= Oscar Eugene Learnard =

American politician

Oscar E. Learnard

Oscar Eugene Learnard (November 14, 1832 - November 6, 1911) was a campaigner for Free State Kansas, a Republican organizer, a colonel in the Union Army during the American Civil War, a railroad official, a two-term Kansas State Senator, and a school administrator.

==Early life and education==
Learnard was born in Fairfax, Vermont on November 14, 1832, the son of Stephen Tracy and Polly (Dee) Learnard, and was educated at Bakersfield Academy before entering Norwich University in 1852. He later studied at Albany Law School, and was admitted to the bar in 1855. He moved to Ohio in the summer of 1855. During the winter of 1855–1856, he moved to Lawrence, Kansas and joined the effort to have Kansas admitted as a free state.

==Career and military service==
In 1857, Learnard helped set out the town of Burlington, Kansas and built the first mill, the first business building, and a structure used as a school and church.
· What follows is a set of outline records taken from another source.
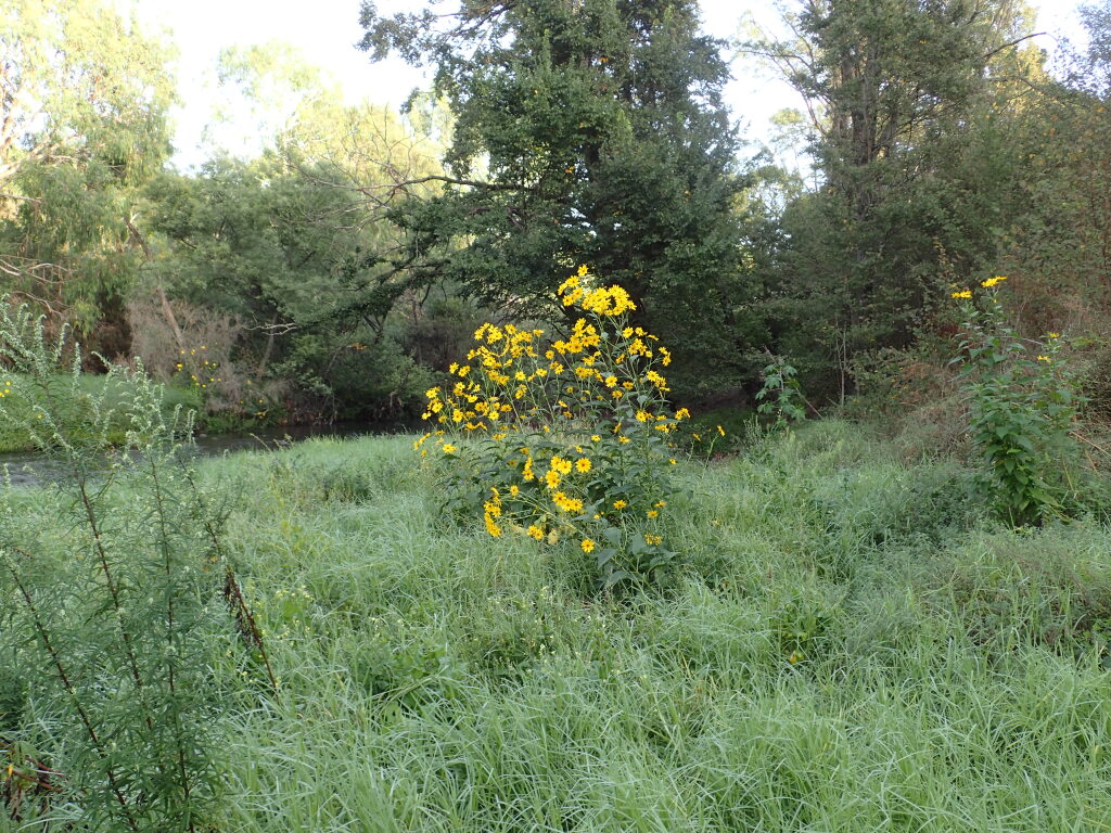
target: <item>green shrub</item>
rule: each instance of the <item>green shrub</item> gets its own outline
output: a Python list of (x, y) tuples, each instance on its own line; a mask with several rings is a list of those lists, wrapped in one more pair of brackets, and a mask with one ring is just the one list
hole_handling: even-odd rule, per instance
[(1005, 323), (997, 289), (1003, 280), (982, 282), (988, 290), (982, 309), (972, 303), (971, 290), (953, 292), (967, 317), (953, 362), (961, 365), (969, 430), (999, 514), (1019, 526), (1068, 511), (1065, 501), (1075, 491), (1071, 430), (1079, 399), (1059, 358), (1060, 337), (1025, 342)]
[(22, 681), (0, 681), (6, 701), (22, 697), (0, 725), (12, 750), (47, 750), (62, 773), (50, 815), (88, 831), (200, 830), (221, 783), (211, 651), (232, 631), (226, 603), (244, 608), (221, 563), (224, 513), (179, 462), (190, 419), (168, 420), (141, 370), (113, 368), (100, 394), (83, 392), (80, 351), (64, 331), (48, 341), (26, 308), (0, 304), (0, 363), (22, 385), (0, 419), (66, 469), (33, 501), (0, 492), (0, 678)]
He served as a member of the council of the first free state legislature from 1857 to 1859. Learnard was judge of the 5th Judicial Circuit after the state government was established. He supported the Free State Movemeent, opposing slavery, and was a local organizer for the Republican Party.
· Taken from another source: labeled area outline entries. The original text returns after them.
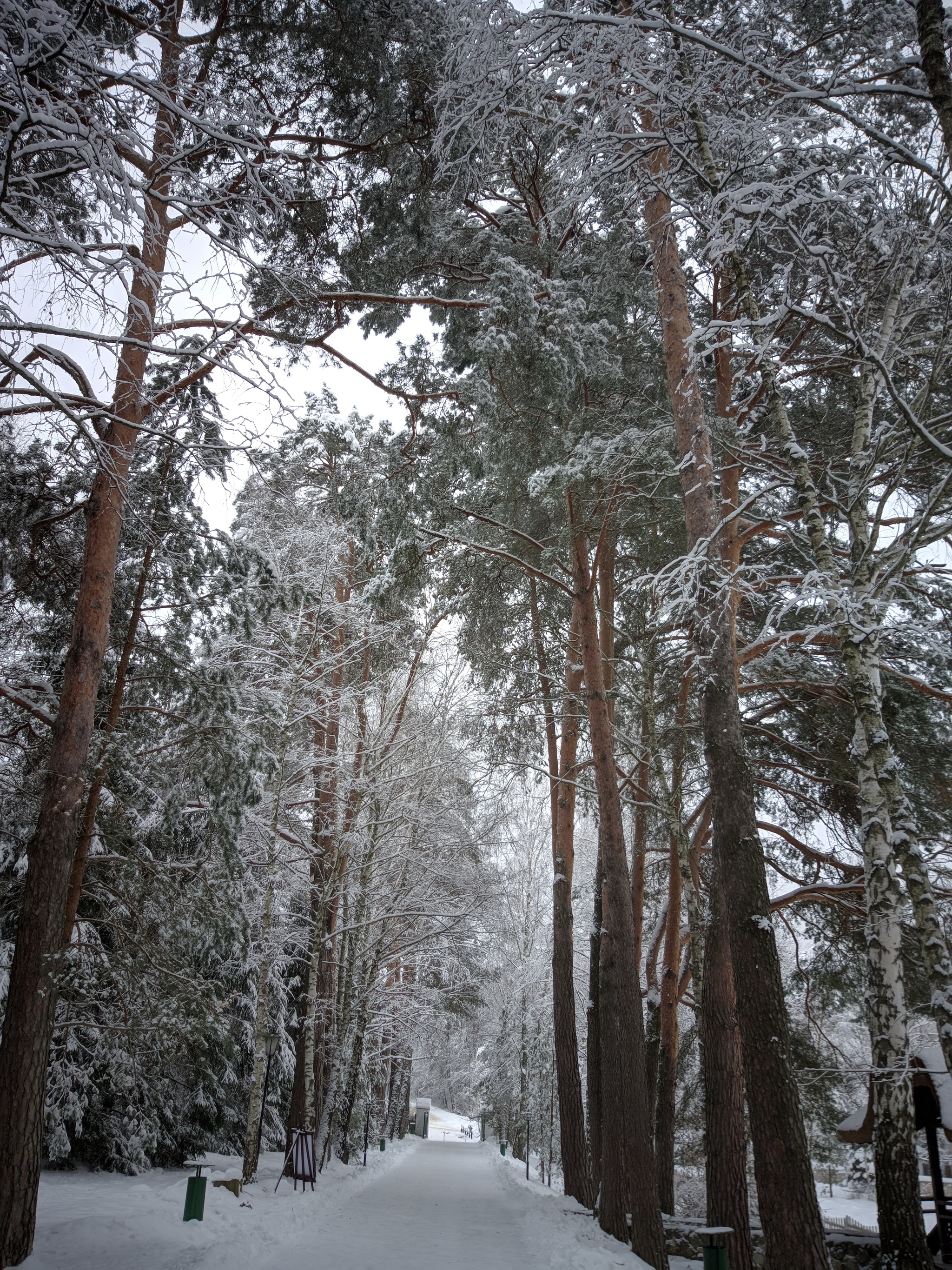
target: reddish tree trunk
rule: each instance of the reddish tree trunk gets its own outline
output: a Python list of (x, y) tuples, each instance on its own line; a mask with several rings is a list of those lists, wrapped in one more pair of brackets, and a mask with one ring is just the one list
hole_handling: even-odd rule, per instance
[(748, 1143), (744, 1076), (734, 970), (727, 942), (727, 907), (720, 874), (711, 879), (711, 917), (704, 939), (699, 1011), (704, 1046), (704, 1137), (708, 1226), (730, 1226), (730, 1264), (751, 1270), (748, 1208)]
[(668, 921), (664, 932), (664, 968), (658, 1045), (658, 1096), (655, 1102), (655, 1153), (661, 1212), (674, 1214), (674, 1107), (678, 1063), (678, 979), (680, 974), (680, 865), (671, 841), (668, 871)]
[[(174, 94), (178, 65), (176, 18), (168, 6), (170, 39), (162, 77)], [(37, 1189), (43, 1149), (47, 1060), (57, 1002), (70, 874), (77, 820), (84, 804), (83, 768), (95, 719), (103, 658), (109, 644), (109, 610), (132, 452), (145, 410), (147, 347), (152, 338), (165, 271), (168, 229), (162, 196), (174, 119), (156, 117), (154, 188), (147, 204), (112, 401), (103, 461), (86, 505), (86, 540), (70, 646), (63, 665), (60, 711), (52, 728), (47, 777), (37, 827), (27, 848), (28, 869), (17, 925), (17, 946), (0, 1045), (0, 1265), (19, 1265), (33, 1247)]]
[(542, 701), (546, 711), (550, 813), (552, 817), (552, 1026), (559, 1083), (559, 1138), (565, 1194), (592, 1204), (592, 1177), (585, 1148), (585, 1113), (575, 1025), (575, 951), (572, 936), (572, 872), (575, 869), (575, 759), (579, 747), (578, 616), (572, 615), (565, 658), (561, 757), (556, 739), (553, 686), (548, 674), (536, 579), (529, 575), (532, 632)]
[[(599, 1002), (599, 961), (602, 958), (602, 834), (599, 832), (593, 886), (592, 930), (589, 931), (589, 1003), (586, 1011), (585, 1088), (589, 1113), (589, 1161), (595, 1200), (602, 1191), (602, 1030)], [(593, 1201), (593, 1203), (594, 1203)]]
[(633, 1251), (656, 1270), (664, 1270), (668, 1259), (645, 1093), (645, 1033), (635, 965), (631, 880), (625, 852), (614, 742), (604, 688), (588, 546), (584, 533), (575, 526), (571, 503), (570, 521), (574, 527), (572, 583), (580, 602), (579, 634), (604, 871), (599, 965), (603, 1107), (599, 1222), (604, 1231), (623, 1240), (628, 1233), (630, 1210)]
[[(655, 175), (664, 179), (664, 152)], [(720, 490), (711, 434), (692, 361), (693, 334), (684, 271), (661, 190), (645, 204), (668, 389), (680, 453), (688, 546), (716, 536)], [(737, 1017), (744, 1046), (750, 1132), (768, 1265), (826, 1270), (828, 1255), (816, 1201), (803, 1119), (790, 1059), (790, 1025), (779, 958), (770, 925), (769, 893), (757, 828), (754, 786), (744, 751), (734, 668), (730, 602), (718, 587), (713, 547), (694, 621), (699, 660), (701, 724), (713, 805), (713, 853), (727, 899)]]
Learnard resigned his judgeship at the beginning of the Civil War. He enrolled as a lieutenant colonel in the 1st Kansas regiment and served until he resigned his commission in 1863. He participated in Price's Raid of Kansas, the Battle of Little Blue River, and at Westport, Missouri in 1864.
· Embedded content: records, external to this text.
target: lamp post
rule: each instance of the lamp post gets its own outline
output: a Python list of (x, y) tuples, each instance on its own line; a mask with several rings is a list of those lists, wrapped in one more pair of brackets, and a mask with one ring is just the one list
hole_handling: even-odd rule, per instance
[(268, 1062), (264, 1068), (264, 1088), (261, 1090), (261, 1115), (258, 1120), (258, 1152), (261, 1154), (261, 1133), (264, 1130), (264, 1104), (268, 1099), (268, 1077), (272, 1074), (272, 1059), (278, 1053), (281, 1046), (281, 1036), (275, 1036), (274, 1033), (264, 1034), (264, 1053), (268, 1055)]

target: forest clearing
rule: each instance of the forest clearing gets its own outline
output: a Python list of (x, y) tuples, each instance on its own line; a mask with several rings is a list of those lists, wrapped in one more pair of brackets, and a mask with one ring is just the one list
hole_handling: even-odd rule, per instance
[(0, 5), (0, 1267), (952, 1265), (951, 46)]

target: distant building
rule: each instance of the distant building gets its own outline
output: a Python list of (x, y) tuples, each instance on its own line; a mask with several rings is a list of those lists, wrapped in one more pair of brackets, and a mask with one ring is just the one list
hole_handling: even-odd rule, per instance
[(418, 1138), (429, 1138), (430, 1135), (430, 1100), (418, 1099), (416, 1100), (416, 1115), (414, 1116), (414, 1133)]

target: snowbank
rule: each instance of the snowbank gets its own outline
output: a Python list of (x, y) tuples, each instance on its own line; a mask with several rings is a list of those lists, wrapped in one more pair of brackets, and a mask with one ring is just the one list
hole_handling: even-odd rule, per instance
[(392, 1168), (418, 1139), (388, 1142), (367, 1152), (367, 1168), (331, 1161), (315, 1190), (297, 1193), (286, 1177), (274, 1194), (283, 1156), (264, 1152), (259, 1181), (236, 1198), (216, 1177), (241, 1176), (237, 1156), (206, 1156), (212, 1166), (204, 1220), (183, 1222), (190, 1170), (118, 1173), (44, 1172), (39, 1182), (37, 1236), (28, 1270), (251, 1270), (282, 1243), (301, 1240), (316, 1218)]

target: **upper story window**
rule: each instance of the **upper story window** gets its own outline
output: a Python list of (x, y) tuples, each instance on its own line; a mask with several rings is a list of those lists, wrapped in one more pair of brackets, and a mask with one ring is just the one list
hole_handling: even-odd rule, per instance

After the war, he served in the state senate from 1868 to 1871. He worked for the Kansas City, Fort Scott & Memphis Railroad Company as a tax commissioner and special attorney for a quarter of a century. Learnard became proprietor of the local daily and weekly newspaper, the Lawrence Journal, which he ran beginning in 1884. (Note: Learnard was said to have operated the paper until it was owned by the Journal company, in or before 1911. William Elsey Connelley states in the History of Kansas Newspapers that the Lawrence Journal weekly edition operated from 1886 until 1909 and the daily edition was published until 1911, when it was consolidated with other papers into the Lawrence Daily Journal-World. Learnard was the editor of the paper, which was owned by the Lawrence Journal Company.) Land that he had owned was used in 1889 to establish a native American school called the Haskill Institute, where he was superintendent for a year.

==Personal life==
On March 2, 1862, he married Mary Sophia Eldridge (1842–1933) in Lawrence; they had six children. His wife survived Quantrill's Raid, also called the Lawrence massacre on August 21, 1863. He died on November 6, 1911. His papers, which provide insight into his political views and other topics, are held at the Kansas Historical Society.